London,
28
February
2008
|
00:00
Europe/London

Hackney helps teen pregnancy rates spiral

Teenage conception rates in Hackney have continued their downward trend according to new data released today by the Office for National Statistics (ONS).

The ONS figures reveal the fall in teenage pregnancy rates to be their lowest across England and Wales for the past 20 years. Hackney has been highlighted for reducing teenage pregnancy rates by *28% since 1998, compared with a national average of 13%.

In response to the ONS data, the Department for Children, Schools and Families stated that ‘if all areas were doing as well as the top 25 per cent, our national reduction would be more than double - and on track to meet our 2010 target’, adding ‘areas such as Hackney and South Tyneside have shown that by fully implementing the Government s Teenage Pregnancy Strategy change is possible, even in the most challenging areas’.

Councillor Rita Krishna, Cabinet Member for Children’s Services and Chair of Team Hackney’s Children and Young People’s Partnership said: “More and more young people in Hackney are showing maturity and responsibility for their own sexual health with support from our local Teenage Pregnancy Partnership, which brings together health, education and children and young people’s services to deliver the Government’s Teenage Pregnancy Strategy.

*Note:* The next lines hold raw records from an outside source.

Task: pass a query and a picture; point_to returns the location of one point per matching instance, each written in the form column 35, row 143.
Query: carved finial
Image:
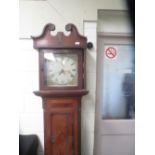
column 49, row 27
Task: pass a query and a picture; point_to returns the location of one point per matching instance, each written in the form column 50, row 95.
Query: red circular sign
column 111, row 52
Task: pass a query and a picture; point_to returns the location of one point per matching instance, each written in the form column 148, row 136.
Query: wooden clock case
column 62, row 105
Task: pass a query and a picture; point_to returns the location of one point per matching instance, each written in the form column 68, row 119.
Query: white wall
column 34, row 14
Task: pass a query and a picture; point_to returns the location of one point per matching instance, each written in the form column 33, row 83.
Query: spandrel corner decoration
column 62, row 83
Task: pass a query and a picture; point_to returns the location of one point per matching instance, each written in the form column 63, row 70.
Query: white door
column 114, row 115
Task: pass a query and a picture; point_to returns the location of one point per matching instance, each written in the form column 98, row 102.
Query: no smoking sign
column 110, row 52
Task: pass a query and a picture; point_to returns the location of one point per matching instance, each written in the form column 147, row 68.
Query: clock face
column 61, row 69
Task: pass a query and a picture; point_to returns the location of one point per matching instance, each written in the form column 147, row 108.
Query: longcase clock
column 62, row 74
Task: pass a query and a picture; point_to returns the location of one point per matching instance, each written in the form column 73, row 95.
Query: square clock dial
column 61, row 69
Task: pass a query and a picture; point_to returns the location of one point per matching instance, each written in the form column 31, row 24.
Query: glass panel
column 61, row 69
column 119, row 82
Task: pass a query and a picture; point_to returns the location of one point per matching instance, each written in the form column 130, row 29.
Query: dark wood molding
column 60, row 40
column 61, row 93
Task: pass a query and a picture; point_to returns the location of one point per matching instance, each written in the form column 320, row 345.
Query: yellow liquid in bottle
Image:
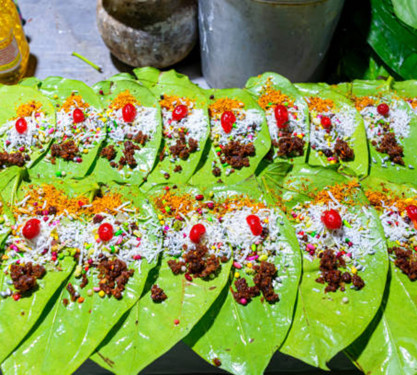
column 14, row 48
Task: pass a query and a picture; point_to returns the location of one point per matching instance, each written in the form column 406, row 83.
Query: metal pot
column 155, row 33
column 243, row 38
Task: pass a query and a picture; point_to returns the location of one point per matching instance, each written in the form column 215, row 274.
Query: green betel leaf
column 270, row 90
column 184, row 138
column 393, row 41
column 392, row 326
column 391, row 137
column 342, row 139
column 249, row 138
column 325, row 323
column 85, row 136
column 147, row 76
column 131, row 148
column 20, row 313
column 38, row 117
column 241, row 339
column 406, row 11
column 153, row 327
column 80, row 324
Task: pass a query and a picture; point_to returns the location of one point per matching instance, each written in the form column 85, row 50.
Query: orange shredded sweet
column 412, row 102
column 320, row 105
column 79, row 205
column 25, row 110
column 169, row 102
column 173, row 205
column 221, row 105
column 363, row 102
column 341, row 192
column 377, row 199
column 74, row 100
column 122, row 99
column 271, row 97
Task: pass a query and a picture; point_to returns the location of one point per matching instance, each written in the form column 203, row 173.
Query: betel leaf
column 388, row 346
column 18, row 317
column 58, row 90
column 262, row 143
column 406, row 11
column 151, row 329
column 393, row 41
column 325, row 323
column 147, row 76
column 244, row 338
column 357, row 140
column 256, row 86
column 13, row 96
column 172, row 83
column 406, row 173
column 147, row 154
column 79, row 327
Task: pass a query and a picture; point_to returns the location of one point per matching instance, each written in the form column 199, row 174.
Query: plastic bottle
column 14, row 48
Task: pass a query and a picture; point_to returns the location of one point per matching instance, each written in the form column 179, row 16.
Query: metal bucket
column 243, row 38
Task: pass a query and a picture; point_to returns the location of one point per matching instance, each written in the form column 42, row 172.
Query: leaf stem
column 96, row 67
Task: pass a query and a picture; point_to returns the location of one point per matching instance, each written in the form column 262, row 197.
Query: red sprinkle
column 179, row 112
column 383, row 109
column 254, row 224
column 331, row 219
column 227, row 120
column 78, row 115
column 197, row 232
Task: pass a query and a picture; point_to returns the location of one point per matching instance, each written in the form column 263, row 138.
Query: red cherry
column 78, row 116
column 254, row 224
column 179, row 112
column 21, row 125
column 326, row 122
column 129, row 112
column 31, row 229
column 412, row 212
column 383, row 109
column 281, row 115
column 331, row 219
column 105, row 232
column 197, row 232
column 227, row 121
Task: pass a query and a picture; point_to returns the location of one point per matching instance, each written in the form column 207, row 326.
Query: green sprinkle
column 81, row 57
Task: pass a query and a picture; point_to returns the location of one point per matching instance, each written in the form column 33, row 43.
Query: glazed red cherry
column 105, row 232
column 197, row 232
column 326, row 122
column 21, row 125
column 281, row 115
column 129, row 112
column 254, row 224
column 179, row 112
column 331, row 219
column 78, row 116
column 412, row 212
column 31, row 229
column 227, row 121
column 383, row 109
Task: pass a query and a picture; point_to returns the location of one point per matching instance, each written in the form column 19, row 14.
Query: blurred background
column 221, row 43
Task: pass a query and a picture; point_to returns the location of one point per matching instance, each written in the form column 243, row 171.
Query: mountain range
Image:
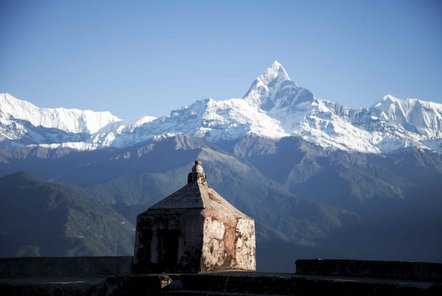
column 320, row 179
column 274, row 107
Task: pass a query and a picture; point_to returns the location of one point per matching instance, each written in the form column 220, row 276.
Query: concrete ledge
column 417, row 271
column 65, row 266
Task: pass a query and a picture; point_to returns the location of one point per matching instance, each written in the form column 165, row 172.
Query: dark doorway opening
column 168, row 248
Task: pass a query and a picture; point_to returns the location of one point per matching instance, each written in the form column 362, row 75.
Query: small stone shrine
column 194, row 230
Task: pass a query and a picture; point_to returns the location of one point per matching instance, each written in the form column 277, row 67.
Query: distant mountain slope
column 45, row 219
column 274, row 107
column 68, row 120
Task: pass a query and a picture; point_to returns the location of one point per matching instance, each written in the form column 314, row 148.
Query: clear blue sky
column 137, row 58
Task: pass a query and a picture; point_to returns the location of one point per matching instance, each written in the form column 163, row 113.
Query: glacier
column 274, row 107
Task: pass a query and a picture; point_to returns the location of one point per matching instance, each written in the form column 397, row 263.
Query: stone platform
column 93, row 276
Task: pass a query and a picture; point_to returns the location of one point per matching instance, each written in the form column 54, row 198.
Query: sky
column 137, row 58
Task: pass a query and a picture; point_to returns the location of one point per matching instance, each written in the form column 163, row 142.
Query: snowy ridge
column 274, row 107
column 69, row 120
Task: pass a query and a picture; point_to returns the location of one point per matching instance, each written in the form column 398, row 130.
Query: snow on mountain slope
column 273, row 107
column 209, row 119
column 68, row 120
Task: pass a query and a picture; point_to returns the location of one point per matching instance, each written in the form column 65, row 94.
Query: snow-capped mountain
column 68, row 120
column 274, row 107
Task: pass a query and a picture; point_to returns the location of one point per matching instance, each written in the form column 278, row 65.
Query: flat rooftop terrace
column 113, row 276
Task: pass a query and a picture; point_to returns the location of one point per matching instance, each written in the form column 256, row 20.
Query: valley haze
column 319, row 178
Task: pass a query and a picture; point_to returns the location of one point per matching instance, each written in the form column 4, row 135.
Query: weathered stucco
column 228, row 244
column 194, row 229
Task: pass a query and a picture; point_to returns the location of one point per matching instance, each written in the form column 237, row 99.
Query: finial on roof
column 197, row 173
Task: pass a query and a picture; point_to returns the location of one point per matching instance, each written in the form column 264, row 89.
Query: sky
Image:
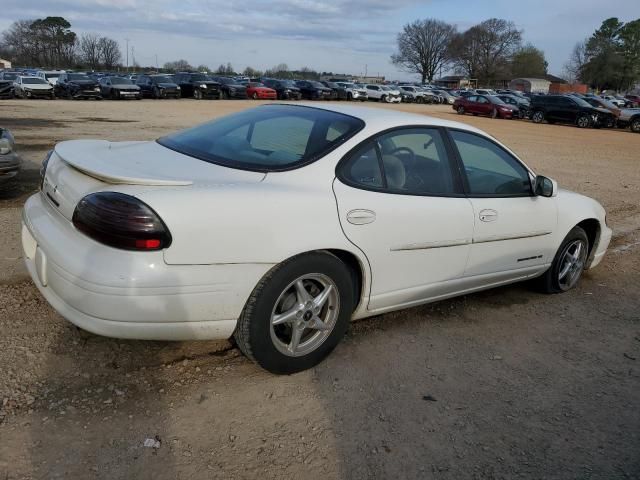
column 342, row 36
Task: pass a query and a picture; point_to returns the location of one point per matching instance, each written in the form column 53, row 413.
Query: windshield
column 266, row 139
column 34, row 81
column 121, row 81
column 581, row 101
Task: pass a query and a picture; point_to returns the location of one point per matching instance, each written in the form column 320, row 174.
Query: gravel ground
column 506, row 383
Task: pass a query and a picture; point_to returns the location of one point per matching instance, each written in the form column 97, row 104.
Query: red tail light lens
column 121, row 221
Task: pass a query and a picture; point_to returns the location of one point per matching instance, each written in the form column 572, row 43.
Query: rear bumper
column 126, row 294
column 9, row 167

“We have a good chance of meeting the target of 60% reduction in teenage pregnancy rates by 2010 and support many more of the borough’s young people.”

Hackney’s teenage pregnancy programme is the biggest in the country, funded by Team Hackney - the borough’s local strategic partnership - and central Government. It includes a range of integrated measures including grants to help young mothers with childcare while they are studying, peer mentoring for young mothers, one-to-one advice on contraception, and counselling and other forms of support and advice.

The local teenage pregnancy strategy has been evaluated by a team from Lancaster University who carried out a study to evaluate ten years’ worth of data in order to identify which interventions appear to have the most impact on teenage pregnancy rates in Hackney and which provide the best value for money.

The results are set to be published later in the year.